Cenn meydan okurcasına çevresine bakındı, dik dik bakanları sindirmeye çalıştı ve sesini yükseltti. “Fain’in bunun sahte Ejder olduğunu söylediğini duymadım. Siz duydunuz mu? Gözlerinizi kullanın! En az diz boyu olması gereken ekinler nerede? Bahar geleli bir ay olması gerekirken neden hâlâ kış?” Dilini tutması için Cenn’e öfkeyle bağıranlar oldu. “Susmayacağım! Ben de bu konuşmalardan hoşlanmıyorum, ama başımı bir sepetin altına sokup, bir Taren Salı sakininin gelip boğazımı kesmesini beklemeyeceğim. Ve bu sefer Fain’in keyfinin gelmesini de beklemeyeceğim. Açık konuş, Çerçi. Ne işittin? Hı? Bu adam sahte Ejder mi?”

Fain getirdiği haberden ya da yarattığı huzursuzluktan rahatsız olmuşsa bile belli etmedi. Yalnızca omuzlarını silkti ve sıska parmağını burnunun yanına koydu. “Buna gelince, her şey olup bitene kadar kim bilebilir?” Sır dolu sırıtmalarından biri ile durdu, nasıl tepki göstereceklerini hayal edermiş ve bunu komik bulurmuş gibi bakışlarını kalabalığın üzerinde gezdirdi. “Ama bildiğim bir şey var,” dedi abartılı bir kayıtsızlıkla. “Tek Güç’ü kullanabiliyor. Diğerleri kullanamıyordu. Ama o yönlendirebiliyor. Düşmanlarının ayaklarının altında yer yarılıyor, sağlam duvarlar, haykırışı ile ufalanıyor. O seslendiği zaman şimşekler geliyor ve işaret ettiği yere çarpıyor. Benim duyduğum bu, hem de inandığım adamlardan.”

Dehşet dolu bir sessizlik çöktü. Rand arkadaşlarına baktı. Perrin hoşlanmadığı şeyler görüyor gibiydi, ama Mat hâlâ heyecanlıydı.

Yüzü her zamankinden yalnızca biraz daha az sakin olan Tam, Belediye Başkanı’nı yakına çekti, ama o konuşamadan Ewin Finngar patladı.

“Delirecek ve ölecek! Hikayelerde Güç’ü yönlendirebilen adamlar hep delirir ve sonra tükenip ölürler. Yalnızca kadınlar ona dokunabilir. O adam bunu bilmiyor mu?” Buie Efendi’nin tokatından kaçınmak için eğildi.

“Bu kadar yeter, evlat.” Cenn boğum boğum yumruğunu Ewin’in yüzüne salladı. “Saygı göster ve bu konuyu büyüklerine bırak. Defol git!”

“Sakin ol, Cenn,” diye hırladı Tam. “Oğlan merak etti yalnızca. Bu aptallıklara gerek yok.”

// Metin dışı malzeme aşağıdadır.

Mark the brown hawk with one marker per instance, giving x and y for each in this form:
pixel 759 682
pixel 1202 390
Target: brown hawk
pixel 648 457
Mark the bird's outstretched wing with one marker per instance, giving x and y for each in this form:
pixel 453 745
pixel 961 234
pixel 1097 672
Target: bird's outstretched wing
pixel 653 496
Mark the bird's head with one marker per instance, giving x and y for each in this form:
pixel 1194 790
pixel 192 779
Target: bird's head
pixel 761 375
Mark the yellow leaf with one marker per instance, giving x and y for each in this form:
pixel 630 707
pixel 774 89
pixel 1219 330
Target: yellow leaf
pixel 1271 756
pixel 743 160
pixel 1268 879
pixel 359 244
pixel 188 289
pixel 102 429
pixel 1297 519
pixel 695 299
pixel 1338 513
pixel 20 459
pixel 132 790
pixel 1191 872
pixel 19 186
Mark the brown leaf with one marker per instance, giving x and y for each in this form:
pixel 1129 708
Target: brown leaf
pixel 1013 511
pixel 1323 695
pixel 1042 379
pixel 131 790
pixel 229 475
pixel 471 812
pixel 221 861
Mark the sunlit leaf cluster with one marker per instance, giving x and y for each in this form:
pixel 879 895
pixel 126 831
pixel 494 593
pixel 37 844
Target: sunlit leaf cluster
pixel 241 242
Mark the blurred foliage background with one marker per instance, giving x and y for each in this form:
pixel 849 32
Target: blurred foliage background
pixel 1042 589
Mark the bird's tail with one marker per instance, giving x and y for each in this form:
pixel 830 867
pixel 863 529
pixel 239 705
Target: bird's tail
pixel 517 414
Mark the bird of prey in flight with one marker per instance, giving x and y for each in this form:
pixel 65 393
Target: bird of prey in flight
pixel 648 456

“Yaşına göre davran,” diye ekledi Bran. “Ve bir kerelik Kurul üyesi olduğunu hatırla.”

Tam ve Belediye Başkanı’nın söylediği her sözcük ile Cenn’in kırışık yüzü daha da karardı, neredeyse mor olana kadar da kızarmaya devam etti. “Ne tür kadınlardan bahsettiğini biliyorsunuz. Bana dik dik bakmayı bırak, Luhhan, sen de Crawe. Bu, saygın insanların yaşadığı saygın bir köy ve Fain’in gelip Güç’ü kullanan sahte Ejderlerden bahsetmesi, bu Ejder çarpmış oğlan işe Aes Sedailerini karıştırmadan da yeterince kötü. Bazı şeylerin söylenmemesi gerekir ve bu aptal âşığın dilediği hikayeyi anlatmasına izin vermenizden hoşlanmıyorum. Bu ne doğru, ne de saygın.”

“Ben, bahsedilmemesi gereken bir şeyi ne gördüm, ne işittim, ne de kokusunu aldım,” dedi Tam, ama Fain’in söyleyecekleri bitmemişti.

“Aes Sedailer çoktan işe karıştı,” diye sesini yükseltti Çerçi. “Bir grup, atlarını Tar Valon’dan güneye sürdü. Adam, Güç’ü kullanabildiği için Aes Sedailer dışında hiç kimse onu altedemez, çünkü tüm savaşları onlar verir ve altedildikten sonra onunla onlar ilgilenirler. O da altedilirse.”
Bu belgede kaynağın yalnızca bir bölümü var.